I wonder what happened that most of the other children received more mundane names like Walter, Ida, and Minnie. Surely it isn’t that Mitchell and Martha gave up on the Bible or lost their faith as these and the other ordinary names are sandwiched between the lofty ones.

More births in the Davis Bible

Perhaps the names of noble figures were meant to inspire their children to greatness. Whatever the reason, these biblical names suggest Mitchell and Martha were at least somewhat devout Christians who were well-versed in their Bible. After all, they did not slip up and name any of them Jezebel or Abimelech.

Zip, Zoom or Zigzag over to Sepia Saturday for more “Z” stories from some zealous zanies.


© 2021, Wendy Mathias. All rights reserved.


  1. This is so interesting! It's so neat that your middle name is Zoe.

  2. I have also enjoyed seeing some Biblical names in my favorite was Micajah Rogers...son of Elisha. There were some Puritans in the tree also, who used a lot of Biblical names.

  3. That's a lot of Z's! My daughter went to elementary school with a girl named Jerusha.

  4. I have always loved your name! How Mitchell and Martha remembered those names was probably a miracle.

  5. I knew immediately that the names came from the Bible. They must have been interesting characters, no doubt.

  6. Fascinating array of names. My mother's family was german and I also have a very unusual lot of names among my ancestors. I am so grateful that my mother did not choose to follow family traditions.

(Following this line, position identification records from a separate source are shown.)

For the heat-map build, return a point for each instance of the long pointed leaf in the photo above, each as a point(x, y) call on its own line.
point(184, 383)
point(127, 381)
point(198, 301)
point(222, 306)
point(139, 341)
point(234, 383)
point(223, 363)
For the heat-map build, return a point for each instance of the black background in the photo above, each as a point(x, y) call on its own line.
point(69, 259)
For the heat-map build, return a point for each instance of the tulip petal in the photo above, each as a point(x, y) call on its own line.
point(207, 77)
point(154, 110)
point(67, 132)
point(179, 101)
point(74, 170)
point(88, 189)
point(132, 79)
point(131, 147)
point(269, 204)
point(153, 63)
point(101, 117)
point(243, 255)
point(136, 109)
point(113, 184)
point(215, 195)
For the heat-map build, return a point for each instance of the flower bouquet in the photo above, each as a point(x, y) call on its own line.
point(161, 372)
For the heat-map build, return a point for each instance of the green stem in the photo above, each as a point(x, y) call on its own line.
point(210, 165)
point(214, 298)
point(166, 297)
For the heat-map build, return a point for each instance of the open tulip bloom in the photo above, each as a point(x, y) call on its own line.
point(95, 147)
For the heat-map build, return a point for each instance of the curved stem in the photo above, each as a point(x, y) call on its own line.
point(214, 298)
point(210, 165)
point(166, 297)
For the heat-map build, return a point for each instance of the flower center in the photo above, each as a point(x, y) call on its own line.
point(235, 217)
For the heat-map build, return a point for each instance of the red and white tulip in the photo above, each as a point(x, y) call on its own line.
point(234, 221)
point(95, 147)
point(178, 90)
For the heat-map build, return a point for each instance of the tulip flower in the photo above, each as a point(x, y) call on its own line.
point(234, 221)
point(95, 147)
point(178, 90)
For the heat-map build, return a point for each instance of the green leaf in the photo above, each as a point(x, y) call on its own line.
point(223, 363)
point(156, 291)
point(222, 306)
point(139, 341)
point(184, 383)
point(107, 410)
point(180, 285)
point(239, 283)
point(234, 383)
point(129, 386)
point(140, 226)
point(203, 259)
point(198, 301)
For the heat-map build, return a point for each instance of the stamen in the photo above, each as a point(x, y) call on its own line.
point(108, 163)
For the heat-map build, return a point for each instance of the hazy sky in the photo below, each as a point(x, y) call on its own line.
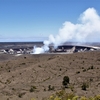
point(35, 20)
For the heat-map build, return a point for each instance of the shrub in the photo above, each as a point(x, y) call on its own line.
point(32, 89)
point(84, 86)
point(65, 81)
point(50, 88)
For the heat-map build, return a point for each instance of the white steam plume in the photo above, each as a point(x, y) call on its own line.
point(88, 30)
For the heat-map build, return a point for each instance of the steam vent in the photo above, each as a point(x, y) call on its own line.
point(28, 48)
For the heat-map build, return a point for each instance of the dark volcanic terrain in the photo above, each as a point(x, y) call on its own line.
point(31, 76)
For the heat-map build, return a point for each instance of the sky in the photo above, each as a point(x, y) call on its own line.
point(35, 20)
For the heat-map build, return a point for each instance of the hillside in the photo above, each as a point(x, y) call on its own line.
point(39, 76)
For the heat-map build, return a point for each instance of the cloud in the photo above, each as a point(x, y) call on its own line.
point(87, 30)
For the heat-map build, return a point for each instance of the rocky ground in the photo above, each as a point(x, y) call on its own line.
point(38, 76)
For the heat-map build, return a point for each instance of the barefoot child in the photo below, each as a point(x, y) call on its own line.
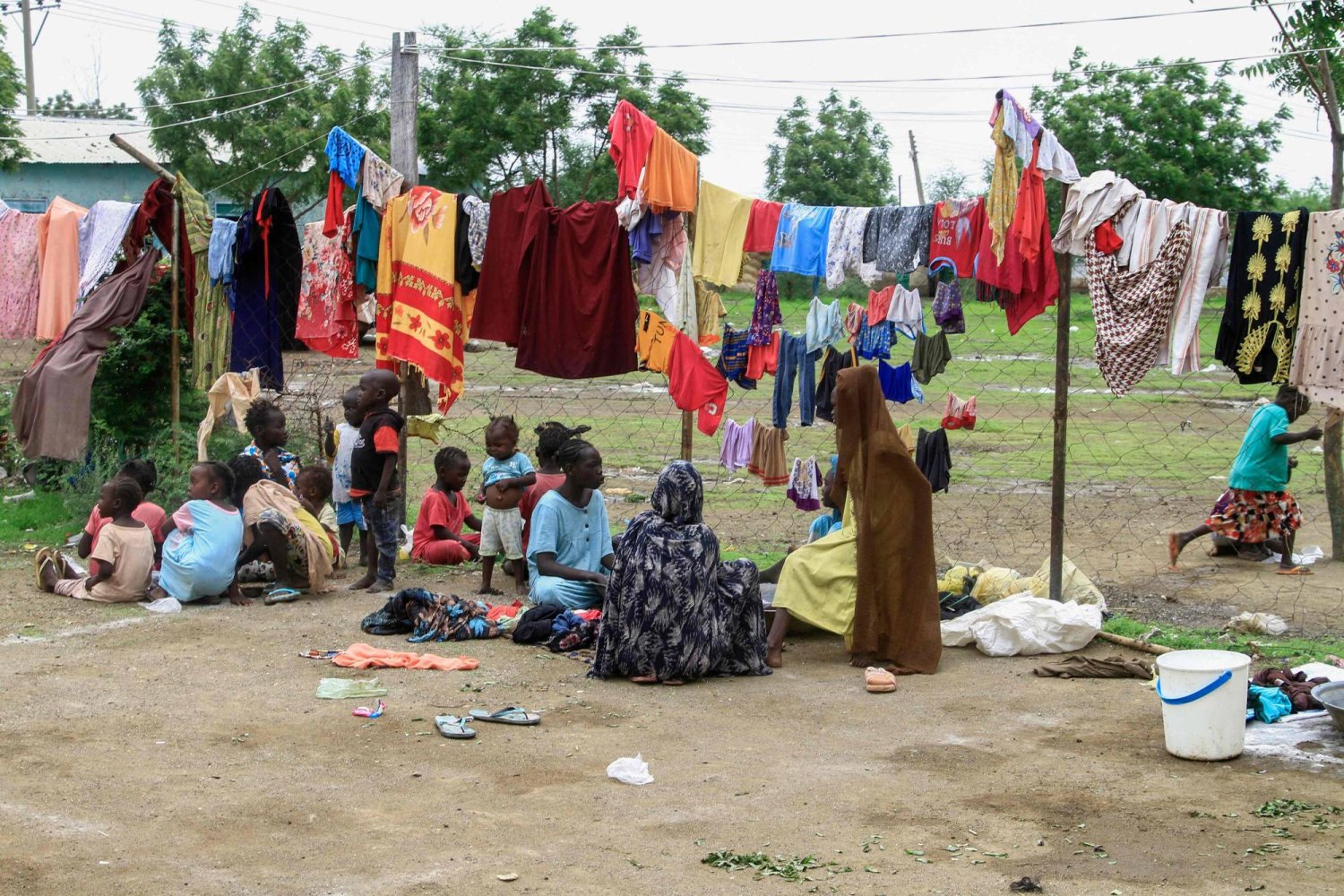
point(438, 527)
point(202, 538)
point(125, 552)
point(1257, 504)
point(340, 445)
point(373, 474)
point(505, 473)
point(266, 424)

  7. Top marks for such an fascinating Z story. Yes, Zoe, here is a popular name these days, but I felt for you at school. I can imagine the taunts of derision. But as for the other unusual Christian names in the family, they were nearly all new to me. How wonderful to have the family bible as documentary proof.

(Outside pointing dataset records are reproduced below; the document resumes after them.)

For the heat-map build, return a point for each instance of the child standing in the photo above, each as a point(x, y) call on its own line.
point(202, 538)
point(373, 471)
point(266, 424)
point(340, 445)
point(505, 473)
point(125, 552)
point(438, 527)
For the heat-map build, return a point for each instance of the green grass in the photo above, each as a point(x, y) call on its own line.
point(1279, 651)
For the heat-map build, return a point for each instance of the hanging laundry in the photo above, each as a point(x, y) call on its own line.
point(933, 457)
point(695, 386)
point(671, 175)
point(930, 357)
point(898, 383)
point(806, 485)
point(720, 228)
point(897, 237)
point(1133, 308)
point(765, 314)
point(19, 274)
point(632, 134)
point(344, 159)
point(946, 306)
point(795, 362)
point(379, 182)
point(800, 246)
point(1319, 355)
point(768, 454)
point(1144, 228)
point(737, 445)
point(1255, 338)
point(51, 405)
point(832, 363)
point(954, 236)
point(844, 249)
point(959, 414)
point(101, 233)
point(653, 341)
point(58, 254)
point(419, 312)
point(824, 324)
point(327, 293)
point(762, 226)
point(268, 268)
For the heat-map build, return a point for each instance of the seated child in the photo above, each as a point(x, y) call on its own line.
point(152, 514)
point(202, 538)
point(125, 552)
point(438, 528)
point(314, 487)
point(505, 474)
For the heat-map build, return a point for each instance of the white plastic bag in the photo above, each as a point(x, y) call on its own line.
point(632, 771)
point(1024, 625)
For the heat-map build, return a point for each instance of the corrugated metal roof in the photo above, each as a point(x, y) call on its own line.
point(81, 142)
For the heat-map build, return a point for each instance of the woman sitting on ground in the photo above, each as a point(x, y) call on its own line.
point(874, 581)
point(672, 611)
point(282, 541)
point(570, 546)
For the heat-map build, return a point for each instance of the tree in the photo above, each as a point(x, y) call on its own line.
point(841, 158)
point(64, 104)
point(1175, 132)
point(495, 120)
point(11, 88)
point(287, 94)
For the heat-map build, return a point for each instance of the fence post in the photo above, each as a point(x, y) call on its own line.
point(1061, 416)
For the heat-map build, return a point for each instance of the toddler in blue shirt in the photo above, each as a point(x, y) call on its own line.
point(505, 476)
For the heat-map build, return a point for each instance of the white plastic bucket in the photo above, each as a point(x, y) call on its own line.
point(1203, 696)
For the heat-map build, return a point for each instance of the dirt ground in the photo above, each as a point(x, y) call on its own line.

  8. I love the name "Zoe"! I have a niece whose 5 children are named after Bible figures - but not the very different ones your great-grandparents used. The more ordinary ones such as Matthew and Ruth for example. People choose names for their children for a variety of reasons. With the exception of one name, my 3 kiddos bear first and middle names chosen from foregoing family names.

  9. It does make you wonder how Ida, Walter, and Minnie got mixed in with the unusual Biblical names. If they were clustered together at one end or other of the list, it would almost make more sense.

  10. I think Zoe is a fine name and Z makes a terrific middle initial. Would you have preferred Y or X? I suspect Old Testament names used to be a way of teaching a child how important it was to learn how to spell.

  11. Wow, what a list of names. And I thought my third great grandfather Zebulon's name was unique! I wonder if there was jealousy both ways between children with mundane names (who wanted a more unique one) and those with unique names (who longed for something more mundane). My mom used to always get our names (me and four siblings) mixed up when calling us to dinner...What must that have been like at Mitchell and Martha's house?